Virtual Medical Universities

Because of its adaptability and pay-as-you-go nature, cloud computing has also found a home in academia. Amazon, Google, Microsoft, IBM, and HP are among the IT giants that have developed software for both on-campus and off-campus support [23]. This methodology can be used by medical universities to offer online courses, hold seminars, and improve collaboration among academics all around the world. It can assist medical institutions in reaching a larger number of learners at a lower cost and with less effort, particularly in underdeveloped nations. Models of cloud computing service can be used efficiently for academic purposes.

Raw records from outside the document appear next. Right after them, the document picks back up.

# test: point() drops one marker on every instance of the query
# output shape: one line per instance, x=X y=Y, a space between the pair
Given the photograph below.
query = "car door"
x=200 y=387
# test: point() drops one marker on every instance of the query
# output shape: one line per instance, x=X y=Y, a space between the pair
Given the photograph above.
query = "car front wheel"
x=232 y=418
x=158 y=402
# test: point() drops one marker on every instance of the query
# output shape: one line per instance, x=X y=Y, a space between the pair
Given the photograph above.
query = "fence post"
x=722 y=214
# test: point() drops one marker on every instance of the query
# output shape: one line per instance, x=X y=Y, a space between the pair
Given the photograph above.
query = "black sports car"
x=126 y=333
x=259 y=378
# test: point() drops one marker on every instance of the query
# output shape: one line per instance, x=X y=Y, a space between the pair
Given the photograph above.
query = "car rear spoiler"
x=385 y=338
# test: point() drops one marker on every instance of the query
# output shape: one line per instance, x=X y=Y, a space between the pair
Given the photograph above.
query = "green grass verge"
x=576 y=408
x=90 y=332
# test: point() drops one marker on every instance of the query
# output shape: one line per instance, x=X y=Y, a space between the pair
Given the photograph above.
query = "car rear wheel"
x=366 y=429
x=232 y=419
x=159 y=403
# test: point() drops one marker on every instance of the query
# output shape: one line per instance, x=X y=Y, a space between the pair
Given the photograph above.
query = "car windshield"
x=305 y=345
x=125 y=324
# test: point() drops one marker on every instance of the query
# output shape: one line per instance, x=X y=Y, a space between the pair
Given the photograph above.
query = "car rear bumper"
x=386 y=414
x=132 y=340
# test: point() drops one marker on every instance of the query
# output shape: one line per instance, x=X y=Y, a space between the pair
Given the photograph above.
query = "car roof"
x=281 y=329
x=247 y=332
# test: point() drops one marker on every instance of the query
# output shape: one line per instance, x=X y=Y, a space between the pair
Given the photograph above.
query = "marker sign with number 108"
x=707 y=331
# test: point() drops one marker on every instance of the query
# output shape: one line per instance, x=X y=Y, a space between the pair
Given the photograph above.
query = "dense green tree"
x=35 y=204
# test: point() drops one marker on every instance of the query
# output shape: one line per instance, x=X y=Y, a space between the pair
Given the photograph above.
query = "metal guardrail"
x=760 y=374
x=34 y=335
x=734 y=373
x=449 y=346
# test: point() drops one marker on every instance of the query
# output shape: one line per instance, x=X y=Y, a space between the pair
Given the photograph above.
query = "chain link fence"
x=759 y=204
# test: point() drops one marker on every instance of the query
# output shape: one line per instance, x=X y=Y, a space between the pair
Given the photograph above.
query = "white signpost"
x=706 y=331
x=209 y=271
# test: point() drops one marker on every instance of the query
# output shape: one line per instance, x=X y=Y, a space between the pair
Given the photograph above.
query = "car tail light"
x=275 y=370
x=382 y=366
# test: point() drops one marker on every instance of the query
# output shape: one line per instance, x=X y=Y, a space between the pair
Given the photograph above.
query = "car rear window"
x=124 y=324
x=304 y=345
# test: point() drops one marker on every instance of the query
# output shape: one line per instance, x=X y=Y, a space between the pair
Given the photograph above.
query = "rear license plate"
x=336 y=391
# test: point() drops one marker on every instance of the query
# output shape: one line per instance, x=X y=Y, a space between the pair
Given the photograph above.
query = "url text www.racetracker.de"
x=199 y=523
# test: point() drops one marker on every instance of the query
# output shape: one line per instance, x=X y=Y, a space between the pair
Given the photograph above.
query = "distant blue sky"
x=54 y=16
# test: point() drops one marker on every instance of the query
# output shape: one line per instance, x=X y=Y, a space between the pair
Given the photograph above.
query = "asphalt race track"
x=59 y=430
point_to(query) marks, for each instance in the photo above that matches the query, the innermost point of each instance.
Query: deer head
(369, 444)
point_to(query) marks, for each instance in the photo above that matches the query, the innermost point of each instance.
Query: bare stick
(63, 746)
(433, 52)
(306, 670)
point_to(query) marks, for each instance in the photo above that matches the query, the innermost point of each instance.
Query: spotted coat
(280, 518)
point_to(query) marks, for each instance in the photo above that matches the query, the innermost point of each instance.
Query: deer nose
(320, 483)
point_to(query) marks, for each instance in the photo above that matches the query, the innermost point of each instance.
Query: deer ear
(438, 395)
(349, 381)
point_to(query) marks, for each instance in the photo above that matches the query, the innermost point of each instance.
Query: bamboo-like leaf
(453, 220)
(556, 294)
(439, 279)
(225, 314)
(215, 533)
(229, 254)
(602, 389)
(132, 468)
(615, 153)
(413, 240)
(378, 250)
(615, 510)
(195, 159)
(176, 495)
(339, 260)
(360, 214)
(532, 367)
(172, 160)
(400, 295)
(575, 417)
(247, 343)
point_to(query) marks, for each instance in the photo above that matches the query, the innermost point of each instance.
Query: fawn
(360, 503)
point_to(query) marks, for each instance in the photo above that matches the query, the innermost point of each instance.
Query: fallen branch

5 Conclusion and Future Aspects

The primary idea of proposed work is to review and to highlight the key component of cloud computing in healthcare sector. Total 4294 Scopus indexed papers on cloud in the health sector from 2001 to 2020 have been reviewed. In this study, a total of 10 different types of documents were reviewed, including 2011 conference publications (48.8%), 1593 articles (37.9%), and 250 conference Review reports (5.82%), which were further classified into 26 core disciplines, with computer science (75.36%) being the most significant contribution discipline in the area of cloud in healthcare. The engineering discipline has (40.63 percent), medicine has (17.07 percent), mathematics has (14.01 percent), and decision sciences with (8.57 percent).are the key contributor fields in the cloud in healthcare. The publication statistics suggest that cloud had the most increase in 2017, with 174 publications, and least in 2020, with only two papers relating to health care will be published. In the previous ten years, cloud research has been conducted in around 112 nations. India has the most publications (1067), while Bhutan, Armenia, Nepal, and other countries have done no research in this subject. The study identifies and analyses the contributions of the top 20 universities, sponsored agencies, and writers in the subject of cloud in the health sector. The current study focused on the core topic of healthcare, but it might be improved by delving deeper into other cloud application areas. The survey only looked at Scopus-indexed databases, but this effort could expand to include other databases in the future, as well as uncovering research opportunities in the cloud.